Back on the burner; Ex-Scorcher Jason returns with a new band, Nashville sound

By Jack Hurst, Country music writer
Chicago Tribune
October 8, 1992, Thursday, DU PAGE SPORTS FINAL EDITION

Copyright 1992 Chicago Tribune Company


Three years ago, after a tour with Bob Dylan and a flop of an album titled "Thunder and Fire," the band Jason and the Scorchers abandoned a 10-year quest for rock immortality. "The tour with Dylan was the swan song," said Jason, the ex-group's lead singer. "We got done with the tour, and there were no more shows to do. No one wanted to buy us. We were dead."

Rigor mortis set in soon thereafter. New representatives of A&M Records, which had just been sold to PolyGram, arrived in Nashville to bury the band. It was informed that it had been dropped from the A&M roster. The next day, one of the other members telephoned Jason and resigned, saying he no longer could go on.

"It was a tearful time," said Jason, whose surname is Ringenberg but who will perform simply as Jason on Saturday at Schuba's, 3159 N. Southport Ave., in front of a new, as-yet-unnamed band.

Although devastated by the sudden removal of the huge "extended family" the band had been for him - a loss he compares to the death of a close friend - he quickly set about rebuilding his professional life. In January 1990, soon after the Scorchers' breakup, he took the first steps up what initially seemed "an insurmountable mountain. I knew if I laid back and tried to deal with it mentally, I'd just get lost," he said. "I'd never be able to regain the drive and momentum.

"I made a little demo tape and started calling record companies. All I had was an attorney and a reputation, and I got a lot of doors slammed in my face, because I wasn't really ready. I didn't have a band, I didn't have a good-quality tape, I didn't even have a manager. "I just had 'I'm an old Scorcher.'" He had more than that. He had a goal and a background to match.

The son of a Sheffield, Ill., hog farmer, Jason had been the most country-directed of the Scorchers, loving the music of some of the neo-country stars of the '80s.

With the Scorchers' flameout, his goal lay in a different but not implausible direction. The Scorchers had been Nashville's first rock band to achieve national recognition, but the solo Jason "was determined not to continue on in the pop world. I felt that musically and creatively I would fit better into Nashville, into what's happening here now," he explained. "If I looked at the whole picture of what I had to put together, it was staggering, especially for a guy who was used to having so much help around. I basically had to do it myself."

He took a demonstration tape to Capitol (now Liberty) Records, and - though he said it was "horrible: I was kind of lost and groping for an identity" - producer Jerry Crutchfield called him back. Crutchfield wanted to talk. Then he suggested they record "a couple of songs just for fun."

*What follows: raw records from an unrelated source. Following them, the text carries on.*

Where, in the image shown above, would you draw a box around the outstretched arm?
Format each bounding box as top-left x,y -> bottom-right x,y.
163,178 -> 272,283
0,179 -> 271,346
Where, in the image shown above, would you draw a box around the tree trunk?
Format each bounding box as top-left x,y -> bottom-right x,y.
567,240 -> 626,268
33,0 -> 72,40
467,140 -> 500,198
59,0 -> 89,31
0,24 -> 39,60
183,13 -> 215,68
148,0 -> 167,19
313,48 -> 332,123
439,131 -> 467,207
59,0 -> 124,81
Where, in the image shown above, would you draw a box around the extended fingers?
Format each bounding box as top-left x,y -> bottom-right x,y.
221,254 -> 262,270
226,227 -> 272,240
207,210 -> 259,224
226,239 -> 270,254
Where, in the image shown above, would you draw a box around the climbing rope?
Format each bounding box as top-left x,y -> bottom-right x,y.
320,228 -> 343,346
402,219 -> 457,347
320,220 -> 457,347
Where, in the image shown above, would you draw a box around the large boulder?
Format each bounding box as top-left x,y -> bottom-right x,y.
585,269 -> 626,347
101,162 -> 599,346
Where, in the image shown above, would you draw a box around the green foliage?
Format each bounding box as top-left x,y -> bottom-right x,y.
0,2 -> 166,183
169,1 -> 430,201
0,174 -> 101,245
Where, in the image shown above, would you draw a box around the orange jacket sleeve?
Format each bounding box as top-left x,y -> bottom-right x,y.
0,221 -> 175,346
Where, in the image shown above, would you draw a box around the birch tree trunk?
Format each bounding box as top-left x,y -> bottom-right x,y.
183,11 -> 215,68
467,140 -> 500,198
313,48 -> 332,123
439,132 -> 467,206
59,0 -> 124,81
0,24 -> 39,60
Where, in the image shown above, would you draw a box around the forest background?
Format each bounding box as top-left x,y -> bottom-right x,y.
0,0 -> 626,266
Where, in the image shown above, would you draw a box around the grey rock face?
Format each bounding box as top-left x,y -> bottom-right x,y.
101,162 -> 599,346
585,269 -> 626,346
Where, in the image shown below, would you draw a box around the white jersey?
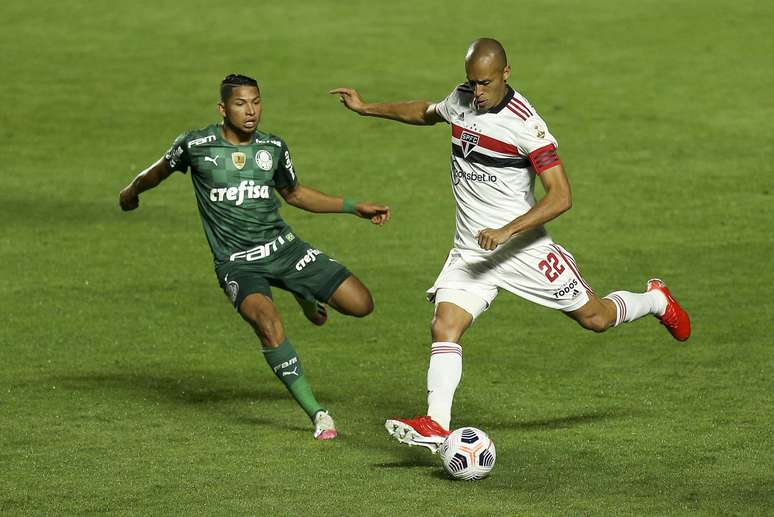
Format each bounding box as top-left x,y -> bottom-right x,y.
435,84 -> 559,253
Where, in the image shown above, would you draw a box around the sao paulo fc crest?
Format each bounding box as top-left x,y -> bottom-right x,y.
460,131 -> 479,158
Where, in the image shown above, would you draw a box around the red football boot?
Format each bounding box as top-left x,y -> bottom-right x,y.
647,278 -> 691,341
384,416 -> 449,454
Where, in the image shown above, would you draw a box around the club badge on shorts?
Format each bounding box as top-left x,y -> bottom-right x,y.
255,150 -> 274,171
226,280 -> 239,303
231,152 -> 247,171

By then Jason had written a song with prominent Nashville composer Don Schlitz and another with rocking Georgia Satellites member Dan Baird, and under Crutchfield's supervision he recorded those two. When they took them to Liberty boss Jimmy Bowen, he "bit," Jason recalled.

He and Crutchfield ended up making an album titled "One Foot in the Honky Tonk." The package has "sold some," he said, without so far denting the country hit charts. "We knew it was going to be tough," Jason said. "Our strategy now is to go out and tour first, rather than waiting for a hit record." About 30 percent of his new band's material, he said, is vintage Scorchers - "stuff that makes sense to do: anything that's got that country, rock 'n' roll, American thing about it."

The terms "country, rock 'n' roll, American" describe the singer himself. Raising chickens and rabbits on a few acres in the Nashville exurbs, he said he's too far out of the city for cable TV and has bought no satellite dish because his fowl would roost in it.

"I don't ever want to go back to the rock world," he said. "We'll probably have rock fans, get rock press and maybe even rock airplay, but I consider myself a part of the Nashville world, and I'm going to hang with it. Sooner or later, country radio will buy Jason. It's not going to happen overnight or on every record, but it's going to happen enough to keep me here."

GRAPHIC: PHOTO: Jason (left) with the Scorchers. In going solo after the band broke up, Jason gave up the pop approach and concentrated on country.